Weder Brexit-Votum noch die US-Wahl hätten die Stimmung bislang kippen können. „Das spricht für die Stärke und das Selbstvertrauen der Wirtschaft im Oldenburger Land“, meinte Stuke. Bei der jüngsten IHK-Konjunkturumfrage im ersten Quartal 2017 hätten mehr als 90 Prozent der befragten Unternehmen im Oldenburger Land ihre Lage als gut oder befriedigend bezeichnet.
Telekom-Macht zu groß
Kein Verständnis hatte Stuke für den schleppenden Ausbau schneller Internetverbindungen. Die Verfahren dauerten zu lange und „die Macht der Telekom ist zu groß“, sagte er. Hier sei der Gesetzgeber gefragt. Aus Sicht von Stuke ist schnelles Internet die „zentrale Frage“ für die Zukunftsfähigkeit des Standorts Deutschland und müsste zur „nationalen Daseinsvorsorge“ erhoben werden.
IHK-Hauptgeschäftsführer Dr. Joachim Peters sagte in seinem Rückblick, dass sich die Konjunktur 2016 als „äußerst robust“ erwiesen habe. Der Industrieumsatz im Oldenburger Land sei um 4,7 Prozent auf 21,8 Milliarden Euro gestiegen – deutlich stärker als im landesweiten Durchschnitt (0,9 Prozent).
Auffällig sei zudem der überproportional um 8,2 Prozent auf 5,7 Milliarden Euro gewachsene Auslandsumsatz gewesen. Peters führte dies auf die gute Wettbewerbsfähigkeit der hiesigen Betriebe zurück. Insgesamt 7000 neue Arbeitsplätze seien 2016 in der Region entstanden – davon 45 Prozent Vollzeit- und 55 Prozent Teilzeitstellen.
Für 2017 sei bundesweit mit einem Wirtschaftswachstum von 1,7 Prozent zu rechnen, so Peters. „Der Konsum bleibt der Wachstumsmotor, wenn auch nicht mehr so stark ausgeprägt“, sagte er. Gewisse Unsicherheiten gebe es im Export. Peters mahnte an, protektionistischen Tendenzen entgegenzuwirken.

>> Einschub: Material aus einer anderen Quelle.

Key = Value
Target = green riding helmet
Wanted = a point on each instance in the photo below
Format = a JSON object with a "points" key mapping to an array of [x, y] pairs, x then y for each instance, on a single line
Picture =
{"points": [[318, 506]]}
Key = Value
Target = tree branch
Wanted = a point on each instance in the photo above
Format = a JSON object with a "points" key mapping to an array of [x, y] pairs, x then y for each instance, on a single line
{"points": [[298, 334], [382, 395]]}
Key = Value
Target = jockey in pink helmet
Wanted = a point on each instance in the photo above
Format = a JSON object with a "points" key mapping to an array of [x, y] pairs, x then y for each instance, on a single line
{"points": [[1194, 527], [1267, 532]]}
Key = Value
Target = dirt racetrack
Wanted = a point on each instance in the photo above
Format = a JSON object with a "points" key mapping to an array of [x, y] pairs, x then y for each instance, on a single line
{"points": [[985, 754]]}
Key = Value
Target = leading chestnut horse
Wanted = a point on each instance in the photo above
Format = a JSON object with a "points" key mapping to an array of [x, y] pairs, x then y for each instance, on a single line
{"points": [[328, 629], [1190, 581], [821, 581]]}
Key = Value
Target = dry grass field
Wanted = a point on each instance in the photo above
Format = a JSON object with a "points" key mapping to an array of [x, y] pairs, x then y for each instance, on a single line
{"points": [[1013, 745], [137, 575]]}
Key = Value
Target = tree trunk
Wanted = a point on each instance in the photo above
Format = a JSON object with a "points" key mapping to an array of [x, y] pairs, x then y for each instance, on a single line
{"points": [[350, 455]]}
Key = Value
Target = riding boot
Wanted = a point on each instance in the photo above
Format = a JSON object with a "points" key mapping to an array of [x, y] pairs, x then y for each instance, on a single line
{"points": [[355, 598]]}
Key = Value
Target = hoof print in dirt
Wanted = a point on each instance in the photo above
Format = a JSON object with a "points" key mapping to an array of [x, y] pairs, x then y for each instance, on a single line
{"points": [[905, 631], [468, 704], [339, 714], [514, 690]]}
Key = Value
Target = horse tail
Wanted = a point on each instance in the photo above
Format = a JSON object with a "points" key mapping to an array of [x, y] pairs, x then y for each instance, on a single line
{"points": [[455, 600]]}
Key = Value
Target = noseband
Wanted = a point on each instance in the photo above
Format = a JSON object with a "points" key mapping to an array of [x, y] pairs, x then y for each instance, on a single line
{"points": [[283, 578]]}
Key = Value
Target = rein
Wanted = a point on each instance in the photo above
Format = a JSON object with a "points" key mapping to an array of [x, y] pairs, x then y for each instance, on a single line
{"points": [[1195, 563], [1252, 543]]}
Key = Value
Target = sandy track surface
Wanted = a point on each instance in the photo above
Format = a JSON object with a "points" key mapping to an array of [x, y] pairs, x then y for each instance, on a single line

Im Fokus stehen soll aus Sicht der IHK der stationäre Handel. IHK-Geschäftsführerin Carola Havekost wies darauf hin, dass initiiert von der IHK am Freitag, 8., und Samstag, 9. September, die Aktion „Heimat shoppen“ im Oldenburger Land stattfinde. 13 Werbe- und Standortgemeinschaften aus acht Städten und Gemeinden des Oldenburger Landes (Oldenburg, Jever, Nordenham, Brake, Lemwerder, Hude, Emstek, Löningen) würden an der Imagekampagne für den lokalen stationären Handel und die ihm nahestehende gewerbliche Wirtschaft teilnehmen. „Sie soll darauf aufmerksam machen, wie wichtig die lokale Wirtschaft für die Lebendigkeit und Lebensqualität in Städten und Gemeinden ist“, sagte Havekost.
Weniger Azubi-Verträge
IHK-Geschäftsführer Thomas Hildebrandt lobte die „hohe Ausbildungsbereitschaft“ der Betriebe im Oldenburger Land – und das, obwohl die Zahl neuer Ausbildungsverträge 2016 um 2,1 Prozent auf 4273 zurückgegangen sei. Es gebe wachsende Schwierigkeiten, die Angebote der Betriebe und die Wünsche der Jugendlichen in Einklang zu bringen.
Etwa ein Drittel der rund 3000 Betriebe im Oldenburger Land, die ausbilden würden, habe nicht alle Plätze besetzen können. Insgesamt habe es in der Region rund 1000 unbesetzte Ausbildungsplätze gegeben. Hildebrandt wies darauf hin, dass die IHK zur Unterstützung der Betriebe einen „Masterplan Berufliche Bildung“ entwickelt habe.